The buzzing sound increased, but I just worked harder to kill it. One Saturday, I decided to attend a «Call to Holiness» conference with several Catholic speakers. In between speakers there were vocational testimonials, but I conveniently left the auditorium. I did not want to hear about the vocation, so I went to browse the religious goods store. Then something caught my attention. I was shocked by a flyer. «$299 pilgrimage to Rome for 12 days». I decided right then and there that I was going to go even if it meant sleeping on the floor.

After signing up for the pilgrimage the priest in charge of the trip left a few messages on my phone, which I never returned. I was really reluctant to meet with him. By chance, I answered the phone when he called (the days before Caller ID), and I reluctantly agreed to meet him. The meeting was enjoyable, and he told me about a group of young Catholic students (RC members) who met for study circles at my old university, UCF. These Catholic students were the cause of a turning point in my life….

August 2000: I was really impressed with this group of young Catholic students. The university would not give this group a room to meet, so they would meet in the student lounge. Try to imagine the scene: you have a bunch of sofas with college kids laying around, Jerry Springer showing on about five or six televisions, and us in the middle doing an opening prayer and reading a Gospel passage. I remember thinking: «These guys are pretty radical. I can hang with them». The fearlessness in which they witnessed their faith coupled with a normal and balanced college life showed me that you can live the faith and not smash the Bible in someone’s face. I learned that you preach the Gospel by giving a witness of the way you live your life. The leader of the group did just that with me….She was an intelligent, pretty girl who was discerning a consecrated vocation. I remember thinking: «Why is this girl discerning a consecrated vocation? She seems normal to me». At the time I thought that the only people who become priests or nuns are weird people or who couldn’t do anything else with their lives. Even though I knew normal priests throughout my youth, I had bought into the worldly view of them. I guess that’s why becoming a priest never crossed my mind earlier in life, or perhaps I was just distracted with the castles in the sky which the world offers in abundance.

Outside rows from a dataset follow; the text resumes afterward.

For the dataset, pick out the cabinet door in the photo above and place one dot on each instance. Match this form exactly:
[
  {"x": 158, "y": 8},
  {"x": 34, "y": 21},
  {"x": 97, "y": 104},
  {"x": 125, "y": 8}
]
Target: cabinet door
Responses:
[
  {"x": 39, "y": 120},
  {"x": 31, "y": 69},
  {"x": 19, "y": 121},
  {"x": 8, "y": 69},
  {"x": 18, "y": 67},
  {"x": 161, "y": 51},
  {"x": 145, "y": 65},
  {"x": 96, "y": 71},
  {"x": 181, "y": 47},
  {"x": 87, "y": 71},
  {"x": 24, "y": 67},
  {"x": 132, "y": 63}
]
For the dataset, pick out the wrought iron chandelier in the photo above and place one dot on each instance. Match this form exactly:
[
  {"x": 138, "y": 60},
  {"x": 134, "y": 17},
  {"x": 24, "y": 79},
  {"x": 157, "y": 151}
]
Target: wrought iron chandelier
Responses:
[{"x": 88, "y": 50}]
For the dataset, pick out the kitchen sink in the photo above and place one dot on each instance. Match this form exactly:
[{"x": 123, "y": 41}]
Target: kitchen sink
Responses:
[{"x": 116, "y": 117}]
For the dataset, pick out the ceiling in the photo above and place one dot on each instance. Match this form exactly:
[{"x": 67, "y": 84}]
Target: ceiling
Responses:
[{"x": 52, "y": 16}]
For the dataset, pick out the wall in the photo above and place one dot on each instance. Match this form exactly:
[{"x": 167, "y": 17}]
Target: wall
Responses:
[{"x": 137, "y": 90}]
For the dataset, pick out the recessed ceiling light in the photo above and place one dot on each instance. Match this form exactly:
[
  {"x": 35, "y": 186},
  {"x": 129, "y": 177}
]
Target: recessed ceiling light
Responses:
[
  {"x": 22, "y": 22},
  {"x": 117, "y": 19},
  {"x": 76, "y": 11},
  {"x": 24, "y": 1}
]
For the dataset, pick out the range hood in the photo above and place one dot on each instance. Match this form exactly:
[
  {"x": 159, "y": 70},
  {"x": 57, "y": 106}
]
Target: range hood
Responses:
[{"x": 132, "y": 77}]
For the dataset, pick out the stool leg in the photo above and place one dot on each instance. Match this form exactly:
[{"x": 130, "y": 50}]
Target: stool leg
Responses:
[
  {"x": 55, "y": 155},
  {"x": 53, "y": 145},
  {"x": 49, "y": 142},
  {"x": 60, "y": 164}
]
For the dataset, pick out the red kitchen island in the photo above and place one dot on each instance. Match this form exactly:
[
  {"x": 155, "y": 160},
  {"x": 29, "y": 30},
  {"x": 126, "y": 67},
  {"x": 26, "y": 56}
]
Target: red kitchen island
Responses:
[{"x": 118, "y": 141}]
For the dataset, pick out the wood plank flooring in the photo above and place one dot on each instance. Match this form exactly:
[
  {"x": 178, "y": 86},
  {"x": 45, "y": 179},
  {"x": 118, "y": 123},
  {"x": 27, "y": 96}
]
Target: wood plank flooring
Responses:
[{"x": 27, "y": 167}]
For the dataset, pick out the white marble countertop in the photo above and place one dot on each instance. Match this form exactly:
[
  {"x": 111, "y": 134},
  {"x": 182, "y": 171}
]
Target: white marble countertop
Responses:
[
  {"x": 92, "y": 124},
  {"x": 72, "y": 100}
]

Her example of seeking out God’s will in her life was probably the most powerful influence on me. I could not get the idea of being a priest out of my head, and I would block it out of my mind during prayer. As I struggled with just the idea of being a priest, I watched her seeking to discover what was God’s plan for her. I saw her travel to convents for discernment visits and vocational retreats, while I was so scared of the idea, I wouldn’t even talk about it. Her witness was a slap in my face, exposing my cowardliness and lack of love towards God. After about three months with the group I started to seriously ask the question: «Could God really be calling me to the priesthood?».

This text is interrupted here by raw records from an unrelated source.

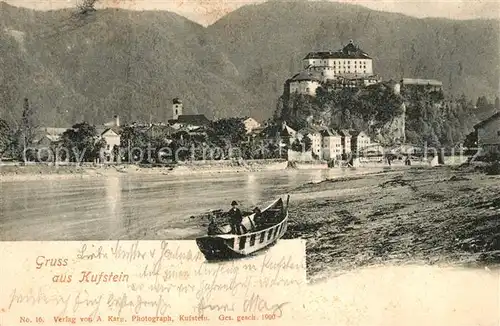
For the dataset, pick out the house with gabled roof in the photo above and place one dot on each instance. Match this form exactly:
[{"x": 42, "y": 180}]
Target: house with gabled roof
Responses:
[
  {"x": 314, "y": 134},
  {"x": 331, "y": 144},
  {"x": 190, "y": 121},
  {"x": 359, "y": 141},
  {"x": 345, "y": 140},
  {"x": 488, "y": 134}
]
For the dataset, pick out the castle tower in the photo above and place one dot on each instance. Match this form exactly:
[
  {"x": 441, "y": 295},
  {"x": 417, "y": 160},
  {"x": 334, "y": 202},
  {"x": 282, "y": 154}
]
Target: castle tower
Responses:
[{"x": 176, "y": 108}]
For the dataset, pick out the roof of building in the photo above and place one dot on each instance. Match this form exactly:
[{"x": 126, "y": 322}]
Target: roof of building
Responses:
[
  {"x": 192, "y": 119},
  {"x": 307, "y": 76},
  {"x": 350, "y": 51},
  {"x": 309, "y": 130},
  {"x": 416, "y": 81},
  {"x": 287, "y": 130},
  {"x": 355, "y": 133},
  {"x": 102, "y": 130},
  {"x": 53, "y": 131},
  {"x": 344, "y": 132},
  {"x": 485, "y": 121},
  {"x": 329, "y": 133}
]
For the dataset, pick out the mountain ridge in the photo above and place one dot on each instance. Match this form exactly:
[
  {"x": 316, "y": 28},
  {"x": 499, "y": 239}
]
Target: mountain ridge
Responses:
[{"x": 132, "y": 63}]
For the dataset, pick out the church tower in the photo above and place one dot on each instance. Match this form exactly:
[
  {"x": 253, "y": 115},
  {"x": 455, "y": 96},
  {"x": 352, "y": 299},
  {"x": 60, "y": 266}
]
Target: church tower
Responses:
[{"x": 176, "y": 108}]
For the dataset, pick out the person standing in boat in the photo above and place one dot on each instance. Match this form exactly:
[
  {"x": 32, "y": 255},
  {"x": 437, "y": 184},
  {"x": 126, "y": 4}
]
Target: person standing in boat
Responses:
[{"x": 236, "y": 219}]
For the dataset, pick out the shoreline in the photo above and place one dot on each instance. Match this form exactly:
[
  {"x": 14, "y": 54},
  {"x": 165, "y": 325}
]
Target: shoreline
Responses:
[
  {"x": 34, "y": 172},
  {"x": 443, "y": 216}
]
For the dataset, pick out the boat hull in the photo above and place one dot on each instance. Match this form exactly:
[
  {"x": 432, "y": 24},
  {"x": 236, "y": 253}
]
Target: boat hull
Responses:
[{"x": 231, "y": 246}]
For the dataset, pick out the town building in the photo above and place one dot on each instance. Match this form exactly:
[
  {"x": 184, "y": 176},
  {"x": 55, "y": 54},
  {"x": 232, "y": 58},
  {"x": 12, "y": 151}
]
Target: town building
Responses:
[
  {"x": 112, "y": 138},
  {"x": 251, "y": 124},
  {"x": 305, "y": 82},
  {"x": 314, "y": 134},
  {"x": 359, "y": 141},
  {"x": 350, "y": 60},
  {"x": 349, "y": 67},
  {"x": 181, "y": 120},
  {"x": 332, "y": 144},
  {"x": 429, "y": 85},
  {"x": 345, "y": 141},
  {"x": 488, "y": 134}
]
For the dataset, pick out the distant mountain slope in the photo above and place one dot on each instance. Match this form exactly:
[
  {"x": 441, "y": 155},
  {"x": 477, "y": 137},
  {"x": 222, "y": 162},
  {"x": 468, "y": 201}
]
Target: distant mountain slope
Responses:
[
  {"x": 113, "y": 62},
  {"x": 267, "y": 42},
  {"x": 133, "y": 63}
]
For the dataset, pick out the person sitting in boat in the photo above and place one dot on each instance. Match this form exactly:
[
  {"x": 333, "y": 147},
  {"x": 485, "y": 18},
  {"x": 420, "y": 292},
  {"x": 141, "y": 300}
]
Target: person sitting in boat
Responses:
[
  {"x": 236, "y": 219},
  {"x": 213, "y": 229},
  {"x": 257, "y": 218}
]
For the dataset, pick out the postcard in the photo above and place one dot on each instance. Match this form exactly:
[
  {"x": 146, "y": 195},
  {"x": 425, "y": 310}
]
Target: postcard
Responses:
[{"x": 220, "y": 162}]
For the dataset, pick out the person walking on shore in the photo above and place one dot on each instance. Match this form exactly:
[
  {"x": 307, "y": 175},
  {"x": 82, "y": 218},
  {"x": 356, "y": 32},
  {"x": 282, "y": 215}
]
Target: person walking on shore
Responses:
[{"x": 235, "y": 219}]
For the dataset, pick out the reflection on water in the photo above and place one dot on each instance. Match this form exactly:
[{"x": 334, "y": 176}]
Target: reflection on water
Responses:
[{"x": 135, "y": 207}]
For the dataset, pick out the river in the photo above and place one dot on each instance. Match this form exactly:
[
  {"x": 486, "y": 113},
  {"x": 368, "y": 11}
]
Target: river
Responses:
[{"x": 131, "y": 207}]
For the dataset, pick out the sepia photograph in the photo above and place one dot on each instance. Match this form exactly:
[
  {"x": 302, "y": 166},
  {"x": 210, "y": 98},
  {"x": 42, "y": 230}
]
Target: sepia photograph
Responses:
[{"x": 370, "y": 130}]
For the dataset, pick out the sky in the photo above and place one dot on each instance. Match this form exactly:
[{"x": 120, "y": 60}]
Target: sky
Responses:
[{"x": 206, "y": 12}]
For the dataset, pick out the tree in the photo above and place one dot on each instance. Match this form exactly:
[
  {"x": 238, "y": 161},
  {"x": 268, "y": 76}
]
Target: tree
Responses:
[
  {"x": 296, "y": 146},
  {"x": 5, "y": 137},
  {"x": 307, "y": 142},
  {"x": 230, "y": 129},
  {"x": 82, "y": 143}
]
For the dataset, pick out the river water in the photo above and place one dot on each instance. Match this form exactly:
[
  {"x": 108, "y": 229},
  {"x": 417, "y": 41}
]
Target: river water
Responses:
[{"x": 131, "y": 207}]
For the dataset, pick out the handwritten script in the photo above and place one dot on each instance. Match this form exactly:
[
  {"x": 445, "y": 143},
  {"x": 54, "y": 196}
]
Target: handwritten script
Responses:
[{"x": 167, "y": 280}]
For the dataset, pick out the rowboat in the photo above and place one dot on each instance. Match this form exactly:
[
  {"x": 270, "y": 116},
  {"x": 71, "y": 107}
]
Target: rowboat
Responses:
[{"x": 263, "y": 232}]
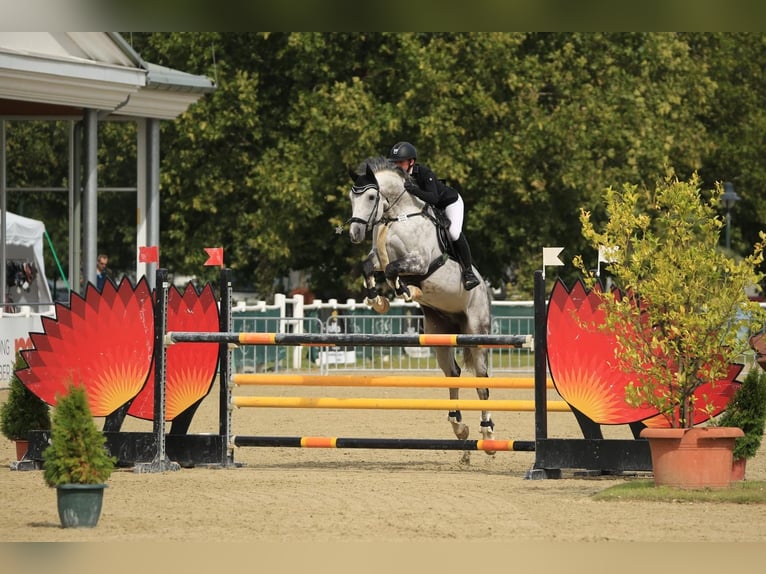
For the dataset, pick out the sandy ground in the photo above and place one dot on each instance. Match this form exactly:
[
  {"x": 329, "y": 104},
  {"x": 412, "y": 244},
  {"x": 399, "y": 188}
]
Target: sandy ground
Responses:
[{"x": 326, "y": 496}]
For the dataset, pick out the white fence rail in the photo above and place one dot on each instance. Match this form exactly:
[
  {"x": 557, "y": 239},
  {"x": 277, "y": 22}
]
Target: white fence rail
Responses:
[{"x": 292, "y": 315}]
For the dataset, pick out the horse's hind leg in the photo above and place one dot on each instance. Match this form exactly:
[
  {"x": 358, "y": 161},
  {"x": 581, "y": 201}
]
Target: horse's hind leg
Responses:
[
  {"x": 477, "y": 358},
  {"x": 445, "y": 357}
]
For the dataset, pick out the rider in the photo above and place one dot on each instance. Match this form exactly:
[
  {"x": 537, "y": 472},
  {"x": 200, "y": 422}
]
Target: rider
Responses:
[{"x": 433, "y": 191}]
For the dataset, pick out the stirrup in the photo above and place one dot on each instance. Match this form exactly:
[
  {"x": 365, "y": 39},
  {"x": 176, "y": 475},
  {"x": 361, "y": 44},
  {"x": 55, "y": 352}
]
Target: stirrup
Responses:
[{"x": 470, "y": 280}]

December 2000—January 2001: I was on a pilgrimage in Rome with about 200 hundred other young men admiring all the sites and graces that the Church has to offer. The Legionaries were offering daily Mass, retreats, and spiritual dialogue during the trip. I decided sleep was more important and did not bother with daily Mass or retreats. I even avoided talking with the Legionaries who were with us because I was scared of the vocation. Despite all my efforts to avoid thinking about the vocation, it kept forcing its way into my mind. We went to the ordination Mass of about 60 Legionaries. Even though I slept through half of the Mass, at the moment of ordination, I was overwhelmed with emotion.

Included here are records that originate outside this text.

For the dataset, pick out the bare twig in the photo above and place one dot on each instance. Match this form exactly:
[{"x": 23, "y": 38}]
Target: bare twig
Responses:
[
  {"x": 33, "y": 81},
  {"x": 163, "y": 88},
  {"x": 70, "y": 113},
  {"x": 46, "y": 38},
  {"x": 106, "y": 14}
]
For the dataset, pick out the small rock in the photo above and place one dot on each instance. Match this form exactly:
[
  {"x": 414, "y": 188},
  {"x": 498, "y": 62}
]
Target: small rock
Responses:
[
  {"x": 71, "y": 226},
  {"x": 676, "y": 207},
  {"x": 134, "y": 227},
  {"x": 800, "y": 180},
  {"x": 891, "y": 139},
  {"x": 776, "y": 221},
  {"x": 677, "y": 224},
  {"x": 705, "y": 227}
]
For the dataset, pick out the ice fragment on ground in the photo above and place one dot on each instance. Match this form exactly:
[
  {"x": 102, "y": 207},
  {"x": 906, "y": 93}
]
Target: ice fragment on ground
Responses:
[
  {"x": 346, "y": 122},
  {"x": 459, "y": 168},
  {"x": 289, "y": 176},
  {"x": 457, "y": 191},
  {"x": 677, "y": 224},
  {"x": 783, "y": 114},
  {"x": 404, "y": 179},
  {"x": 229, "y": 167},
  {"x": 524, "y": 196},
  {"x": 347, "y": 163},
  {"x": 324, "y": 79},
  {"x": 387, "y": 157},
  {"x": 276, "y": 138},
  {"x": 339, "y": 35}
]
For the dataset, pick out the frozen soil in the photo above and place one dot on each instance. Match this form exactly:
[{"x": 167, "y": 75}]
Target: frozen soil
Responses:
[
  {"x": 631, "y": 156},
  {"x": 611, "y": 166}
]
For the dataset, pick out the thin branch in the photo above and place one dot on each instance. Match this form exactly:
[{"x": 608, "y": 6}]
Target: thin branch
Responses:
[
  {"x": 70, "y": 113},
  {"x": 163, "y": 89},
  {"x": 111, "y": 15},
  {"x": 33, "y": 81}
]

My last night in Rome, I told God: «Look, I do not have a vocation, but I will give you three months of my summer to discern and prove that it is not for me!». At that moment a tremendous peace came over me….


Fr. Zachary Dominguez, L.C., was born on June 26, 1978, in San Diego, California, United States of America. He entered the Legionaries of Christ as a novice in Cheshire, Connecticut, U.S.A., on September 14, 2001. He studied Classical Humanities in Cheshire. Has a degree in philosophy and theology from the Pontifical Ateneum Regina Apostolorum. He collaborated in youth ministry in Atlanta (U.S.A). He currently serves in youth ministry in Washington D.C, U.S.A.